In the area of database systems, query optimization is a vital process since it aims to find execution plans that satisfy specific requirements inside a search space which is usually very large. It can be likened to a chess game since sometimes decisions must be taken that cost in the short term but then are proved particularly pertinent, since they are part of a good overall strategy.

Because of the ever increasing volume of data that needs to be processed by a wide variety of applications, the use of distributed database systems in a cloud computing infrastructure and therefore the use of a query optimizer are necessary.

In a cloud computing environment apart from the query execution speed, we are equally interested in the cost of rented resources (virtual machines) that are being used.

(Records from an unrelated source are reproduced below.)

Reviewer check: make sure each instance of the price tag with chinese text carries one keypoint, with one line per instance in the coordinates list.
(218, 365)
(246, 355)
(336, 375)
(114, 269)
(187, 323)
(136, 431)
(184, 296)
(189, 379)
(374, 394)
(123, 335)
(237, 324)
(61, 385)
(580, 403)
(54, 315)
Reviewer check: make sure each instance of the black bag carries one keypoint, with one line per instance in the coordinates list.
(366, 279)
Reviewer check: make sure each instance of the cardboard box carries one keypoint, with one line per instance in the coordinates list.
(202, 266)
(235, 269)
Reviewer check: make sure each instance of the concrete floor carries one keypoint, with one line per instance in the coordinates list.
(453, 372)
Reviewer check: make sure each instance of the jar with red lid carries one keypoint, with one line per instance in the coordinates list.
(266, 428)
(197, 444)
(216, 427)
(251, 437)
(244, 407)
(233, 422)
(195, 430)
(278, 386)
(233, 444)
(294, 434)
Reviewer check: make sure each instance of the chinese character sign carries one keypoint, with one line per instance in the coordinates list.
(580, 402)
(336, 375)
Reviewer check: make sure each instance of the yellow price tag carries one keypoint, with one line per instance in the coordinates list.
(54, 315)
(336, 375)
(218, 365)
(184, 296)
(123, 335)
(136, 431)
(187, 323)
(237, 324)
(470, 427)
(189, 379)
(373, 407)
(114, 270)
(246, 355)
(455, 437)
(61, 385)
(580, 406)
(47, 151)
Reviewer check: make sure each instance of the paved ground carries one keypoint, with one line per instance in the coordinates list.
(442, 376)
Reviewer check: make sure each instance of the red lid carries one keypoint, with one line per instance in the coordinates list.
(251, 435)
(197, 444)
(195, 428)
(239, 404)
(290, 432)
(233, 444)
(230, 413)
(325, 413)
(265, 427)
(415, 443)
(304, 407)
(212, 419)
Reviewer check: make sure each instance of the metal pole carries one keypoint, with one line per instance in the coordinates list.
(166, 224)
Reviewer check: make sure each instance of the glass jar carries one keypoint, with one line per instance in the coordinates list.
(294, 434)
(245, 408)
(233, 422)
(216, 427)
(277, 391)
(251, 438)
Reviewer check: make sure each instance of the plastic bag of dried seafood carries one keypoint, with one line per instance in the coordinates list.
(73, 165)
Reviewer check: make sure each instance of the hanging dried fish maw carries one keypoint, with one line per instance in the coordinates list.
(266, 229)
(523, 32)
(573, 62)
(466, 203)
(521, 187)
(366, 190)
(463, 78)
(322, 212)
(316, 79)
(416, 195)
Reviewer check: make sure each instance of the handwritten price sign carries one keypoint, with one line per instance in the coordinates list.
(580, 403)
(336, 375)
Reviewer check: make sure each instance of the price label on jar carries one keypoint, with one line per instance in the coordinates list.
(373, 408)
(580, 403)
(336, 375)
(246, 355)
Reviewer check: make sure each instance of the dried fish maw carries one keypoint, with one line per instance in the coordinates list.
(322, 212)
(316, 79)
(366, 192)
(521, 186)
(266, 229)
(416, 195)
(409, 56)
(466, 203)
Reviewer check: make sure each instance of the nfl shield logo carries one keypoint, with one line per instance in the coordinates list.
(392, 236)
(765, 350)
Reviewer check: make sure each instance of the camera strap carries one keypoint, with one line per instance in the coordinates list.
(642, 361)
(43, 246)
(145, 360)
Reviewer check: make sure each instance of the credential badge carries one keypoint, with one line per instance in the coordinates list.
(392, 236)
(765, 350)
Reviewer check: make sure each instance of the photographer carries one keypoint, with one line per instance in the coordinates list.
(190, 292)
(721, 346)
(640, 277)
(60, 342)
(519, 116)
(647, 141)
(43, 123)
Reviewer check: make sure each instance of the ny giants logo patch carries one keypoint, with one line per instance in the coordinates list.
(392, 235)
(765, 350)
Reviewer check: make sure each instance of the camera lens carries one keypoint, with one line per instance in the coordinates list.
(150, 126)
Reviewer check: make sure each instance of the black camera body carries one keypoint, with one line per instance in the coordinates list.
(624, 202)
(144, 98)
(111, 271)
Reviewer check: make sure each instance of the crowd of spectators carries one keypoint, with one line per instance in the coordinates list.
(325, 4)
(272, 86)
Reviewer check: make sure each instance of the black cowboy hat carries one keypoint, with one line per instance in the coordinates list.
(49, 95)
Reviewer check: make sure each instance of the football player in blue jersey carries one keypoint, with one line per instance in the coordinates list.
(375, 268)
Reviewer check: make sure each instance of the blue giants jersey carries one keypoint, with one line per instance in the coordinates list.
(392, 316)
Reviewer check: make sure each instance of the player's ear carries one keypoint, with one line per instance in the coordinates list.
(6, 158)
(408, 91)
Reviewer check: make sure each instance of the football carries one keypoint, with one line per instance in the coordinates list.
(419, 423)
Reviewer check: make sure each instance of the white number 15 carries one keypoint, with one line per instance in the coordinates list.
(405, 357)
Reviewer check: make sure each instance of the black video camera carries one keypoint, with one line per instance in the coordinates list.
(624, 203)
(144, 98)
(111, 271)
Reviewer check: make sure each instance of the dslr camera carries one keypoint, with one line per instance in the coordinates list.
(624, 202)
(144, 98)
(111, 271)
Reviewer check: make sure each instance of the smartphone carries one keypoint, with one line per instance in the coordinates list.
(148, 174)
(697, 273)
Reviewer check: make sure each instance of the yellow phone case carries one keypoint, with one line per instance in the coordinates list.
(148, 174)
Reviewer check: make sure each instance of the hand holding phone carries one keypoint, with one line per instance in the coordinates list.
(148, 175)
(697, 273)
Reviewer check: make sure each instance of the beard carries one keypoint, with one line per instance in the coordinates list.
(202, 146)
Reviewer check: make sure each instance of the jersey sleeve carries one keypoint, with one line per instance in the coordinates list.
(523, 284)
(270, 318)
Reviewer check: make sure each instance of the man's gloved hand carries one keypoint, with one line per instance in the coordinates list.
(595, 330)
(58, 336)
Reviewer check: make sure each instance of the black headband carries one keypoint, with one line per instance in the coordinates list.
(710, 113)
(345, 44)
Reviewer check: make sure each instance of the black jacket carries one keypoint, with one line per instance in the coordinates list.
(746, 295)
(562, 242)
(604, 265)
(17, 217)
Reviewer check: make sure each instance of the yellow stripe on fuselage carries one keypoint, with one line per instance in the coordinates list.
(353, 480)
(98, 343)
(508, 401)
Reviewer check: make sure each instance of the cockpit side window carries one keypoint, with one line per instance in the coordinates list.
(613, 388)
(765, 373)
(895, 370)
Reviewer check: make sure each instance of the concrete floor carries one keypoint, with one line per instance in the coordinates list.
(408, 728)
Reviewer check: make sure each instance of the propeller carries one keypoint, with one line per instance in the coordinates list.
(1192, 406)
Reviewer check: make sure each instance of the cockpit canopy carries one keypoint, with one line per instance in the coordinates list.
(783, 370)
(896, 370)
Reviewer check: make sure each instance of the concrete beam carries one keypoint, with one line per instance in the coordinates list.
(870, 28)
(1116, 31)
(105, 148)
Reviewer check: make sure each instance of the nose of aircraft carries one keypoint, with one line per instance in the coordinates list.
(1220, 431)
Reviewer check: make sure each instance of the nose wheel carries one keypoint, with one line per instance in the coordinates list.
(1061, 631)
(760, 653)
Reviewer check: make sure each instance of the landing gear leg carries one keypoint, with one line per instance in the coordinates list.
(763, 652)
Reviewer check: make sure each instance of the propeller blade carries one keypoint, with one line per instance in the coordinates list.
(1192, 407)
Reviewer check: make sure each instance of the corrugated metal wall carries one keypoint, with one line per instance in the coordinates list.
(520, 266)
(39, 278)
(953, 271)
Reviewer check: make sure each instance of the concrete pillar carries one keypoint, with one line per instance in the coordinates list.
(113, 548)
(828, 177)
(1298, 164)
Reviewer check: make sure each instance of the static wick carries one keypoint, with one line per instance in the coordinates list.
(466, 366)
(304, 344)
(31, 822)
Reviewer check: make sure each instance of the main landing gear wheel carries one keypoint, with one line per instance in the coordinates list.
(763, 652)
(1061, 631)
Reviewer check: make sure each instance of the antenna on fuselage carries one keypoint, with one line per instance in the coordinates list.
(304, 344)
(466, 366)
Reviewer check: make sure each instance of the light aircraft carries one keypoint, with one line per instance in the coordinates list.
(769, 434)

Thus, the plan chosen will have to meet not only the requirements in execution time but also in money paid per time quantum of using the computing resources.

In this thesis, it is presented a query optimizer for the Exareme system, which models its behavior in a high level, takes as input a plan of an algebrized SQL query and finds a satisfying execution plan which is subsequently passed to the underlying system for execution.

As part of this work, there was implemented a series of optimization techniques for various query scenarios that the Exareme is able to answer. More specifically, for a query we emphasize on approaching the Pareto skyline that arises in the two-dimensional search space (time-money). Moreover, it is presented a statistical method for finding the most efficient degree of parallelism for the execution of a certain user defined function (UDF). Finally, it is presented a technique which aims to build indices in advance for future use during query execution that effectively leverages the potential idle time of virtual machines.